Data Load Patterns: Initial vs Incremental Loads
The recommended approach for efficient data movement is as follows:
Initial Load (Full Extraction)
- Perform a one-time extraction of all data.
- The Database Query component is used without a filter to select all relevant records.
Example:
SELECT * FROM employees;
Incremental Load (Delta Extraction)
- After the initial load, subsequent extractions should be incremental, fetching only new or changed data.
- The Database Query component is used with a filter clause, usually on a timestamp or an incrementing key.
Example:
SELECT * FROM employees WHERE updated_at > :last_run_time;(Replace
:last_run_timewith the appropriate run-time parameter or bookmark value.)
Refer to Matillion: Incremental Load Data Replication Strategy for a deeper exploration of this approach.
Note: You should use the same Database Query component for both loading methods; only the SQL WHERE clause changes to accommodate incremental logic.
References
- Matillion Incremental Load Documentation
- Mimer SQL Documentation
Data Integration Architecture
Loading data into Snowflake in advance of integration is a fundamental principle of the ELT (Extract, Load, Transform) architecture, effectively dividing the overall data integration challenge into two manageable steps.
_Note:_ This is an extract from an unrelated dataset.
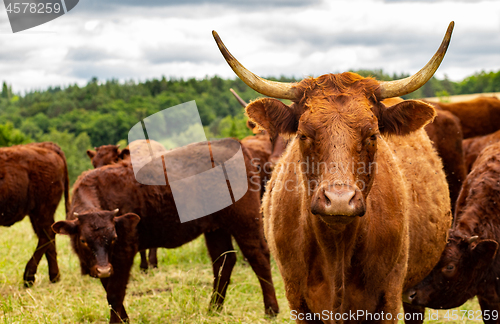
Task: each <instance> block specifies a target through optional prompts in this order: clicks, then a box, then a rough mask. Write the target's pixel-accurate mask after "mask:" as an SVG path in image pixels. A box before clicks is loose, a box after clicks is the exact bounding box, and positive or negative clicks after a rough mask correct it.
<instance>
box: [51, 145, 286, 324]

This approach allows data to be first loaded into Snowflake and subsequently transformed as needed, rather than trying to prepare it for integration before loading. The transformation step, which is crucial for true data integration, is best accomplished using data transformation pipelines. These pipelines allow for the systematic and automated transformation of raw data into formats suitable for analysis or operational use. A key advantage of the ELT approach is that all data transformation and integration processes occur directly within the Snowflake database itself. This design eliminates the need for external data processing infrastructure, making the transformation process faster, more reactive to changing requirements, and highly scalable—users can leverage Snowflake’s compute resources on demand and only pay for the compute time consumed.